Les ventes au détail au Canada hors automobiles ont progressé de 0,1 % sur un mois en avril, en deçà de la prévision consensuelle de 0,7 %. Cet écart suggère une dynamique plus faible des dépenses de consommation « core » sur la période, par rapport aux attentes du marché.
La publication d’avril intervient après une performance mensuelle plus molle qu’anticipé et pourrait alimenter la réévaluation des conditions de la demande intérieure à court terme. Avec un chiffre effectif de 0,1 % contre 0,7 % attendu, l’attention devrait se porter sur les prochaines statistiques afin de déterminer s’il s’agit d’un simple trou d’air ou du début d’une tendance plus large.

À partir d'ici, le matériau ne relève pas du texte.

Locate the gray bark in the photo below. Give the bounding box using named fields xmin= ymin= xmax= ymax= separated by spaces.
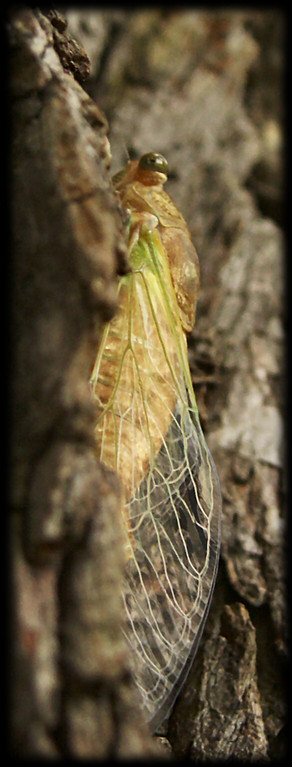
xmin=11 ymin=9 xmax=286 ymax=759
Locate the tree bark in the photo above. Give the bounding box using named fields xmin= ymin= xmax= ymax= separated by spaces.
xmin=9 ymin=10 xmax=160 ymax=758
xmin=11 ymin=10 xmax=285 ymax=759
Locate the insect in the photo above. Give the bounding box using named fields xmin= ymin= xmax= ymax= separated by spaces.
xmin=91 ymin=152 xmax=221 ymax=731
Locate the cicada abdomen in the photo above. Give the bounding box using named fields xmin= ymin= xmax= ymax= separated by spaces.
xmin=91 ymin=154 xmax=221 ymax=729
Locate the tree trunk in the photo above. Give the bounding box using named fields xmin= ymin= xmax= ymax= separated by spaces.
xmin=10 ymin=10 xmax=160 ymax=758
xmin=10 ymin=10 xmax=285 ymax=759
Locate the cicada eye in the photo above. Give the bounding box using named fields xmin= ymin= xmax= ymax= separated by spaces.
xmin=139 ymin=152 xmax=168 ymax=174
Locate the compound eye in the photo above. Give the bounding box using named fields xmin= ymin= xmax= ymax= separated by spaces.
xmin=139 ymin=152 xmax=168 ymax=175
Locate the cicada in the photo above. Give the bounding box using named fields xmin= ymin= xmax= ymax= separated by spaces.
xmin=91 ymin=153 xmax=221 ymax=730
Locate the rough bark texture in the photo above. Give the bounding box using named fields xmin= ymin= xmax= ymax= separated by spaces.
xmin=9 ymin=10 xmax=162 ymax=758
xmin=10 ymin=10 xmax=285 ymax=759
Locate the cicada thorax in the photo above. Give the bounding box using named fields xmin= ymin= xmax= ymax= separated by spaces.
xmin=115 ymin=154 xmax=200 ymax=332
xmin=91 ymin=155 xmax=221 ymax=727
xmin=94 ymin=238 xmax=186 ymax=544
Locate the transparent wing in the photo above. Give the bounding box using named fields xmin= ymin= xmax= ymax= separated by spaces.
xmin=92 ymin=228 xmax=221 ymax=729
xmin=124 ymin=384 xmax=221 ymax=729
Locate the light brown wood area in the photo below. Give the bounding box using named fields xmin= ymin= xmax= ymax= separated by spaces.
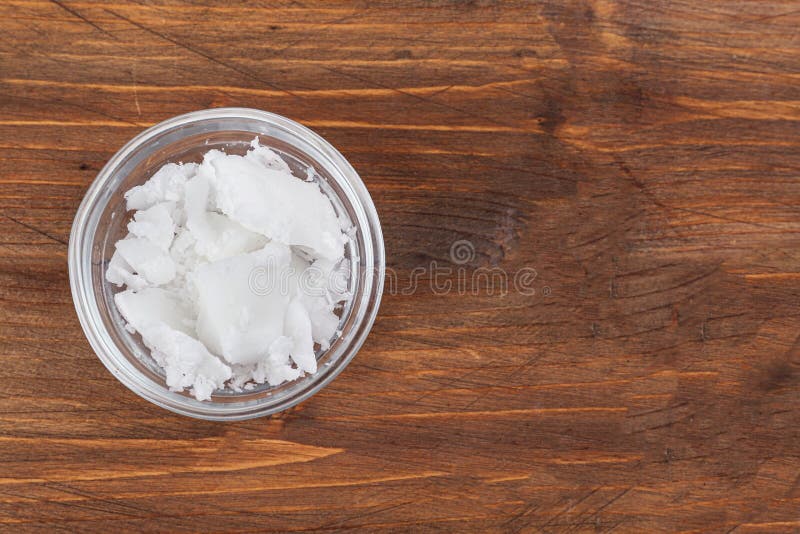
xmin=0 ymin=0 xmax=800 ymax=533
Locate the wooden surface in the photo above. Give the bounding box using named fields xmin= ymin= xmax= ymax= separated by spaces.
xmin=0 ymin=0 xmax=800 ymax=532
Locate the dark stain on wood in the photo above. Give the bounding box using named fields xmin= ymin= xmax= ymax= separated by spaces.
xmin=0 ymin=0 xmax=800 ymax=533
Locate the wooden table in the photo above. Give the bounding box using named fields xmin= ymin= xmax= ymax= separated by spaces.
xmin=0 ymin=0 xmax=800 ymax=533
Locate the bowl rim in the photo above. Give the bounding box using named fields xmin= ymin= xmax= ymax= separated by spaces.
xmin=68 ymin=107 xmax=386 ymax=421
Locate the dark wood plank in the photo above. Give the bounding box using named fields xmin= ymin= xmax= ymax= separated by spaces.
xmin=0 ymin=0 xmax=800 ymax=532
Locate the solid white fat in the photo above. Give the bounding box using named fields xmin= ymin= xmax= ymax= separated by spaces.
xmin=116 ymin=237 xmax=175 ymax=285
xmin=193 ymin=243 xmax=291 ymax=363
xmin=128 ymin=202 xmax=175 ymax=250
xmin=106 ymin=140 xmax=351 ymax=400
xmin=198 ymin=151 xmax=345 ymax=259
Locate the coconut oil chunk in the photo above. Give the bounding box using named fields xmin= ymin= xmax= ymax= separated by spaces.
xmin=105 ymin=139 xmax=352 ymax=400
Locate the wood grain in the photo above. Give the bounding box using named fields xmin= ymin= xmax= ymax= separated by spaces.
xmin=0 ymin=0 xmax=800 ymax=532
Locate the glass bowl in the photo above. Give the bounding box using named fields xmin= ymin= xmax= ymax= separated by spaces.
xmin=69 ymin=108 xmax=385 ymax=420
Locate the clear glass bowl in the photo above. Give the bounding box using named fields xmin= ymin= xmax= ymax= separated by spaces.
xmin=69 ymin=108 xmax=385 ymax=420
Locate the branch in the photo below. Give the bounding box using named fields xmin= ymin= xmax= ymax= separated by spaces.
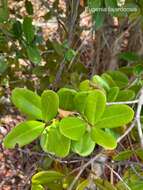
xmin=106 ymin=100 xmax=139 ymax=106
xmin=117 ymin=88 xmax=143 ymax=148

Implications pour la dynamique de la consommation canadienne et la politique monétaire
Les données d’avril sur les ventes au détail, avec une hausse limitée à 0,1 % hors automobiles, confirment selon nous que le consommateur canadien perd de la vitesse. Ce chiffre, très inférieur à la prévision de 0,7 %, pointe vers un ralentissement économique plus généralisé. Nous y voyons un signal clair que les hausses de taux précédentes de la Banque du Canada exercent un effet de refroidissement significatif sur la demande.
Nous estimons que le dollar canadien est particulièrement vulnérable et privilégions donc des positions baissières via des options ou l’achat de futures USD/CAD. L’économie américaine faisant preuve d’une plus grande résilience, la divergence de politique monétaire entre la Banque du Canada et la Réserve fédérale devrait s’accentuer. Historiquement, les périodes de sous-performance économique du Canada par rapport aux États-Unis, comme en 2015, se sont traduites par une faiblesse prolongée du huard.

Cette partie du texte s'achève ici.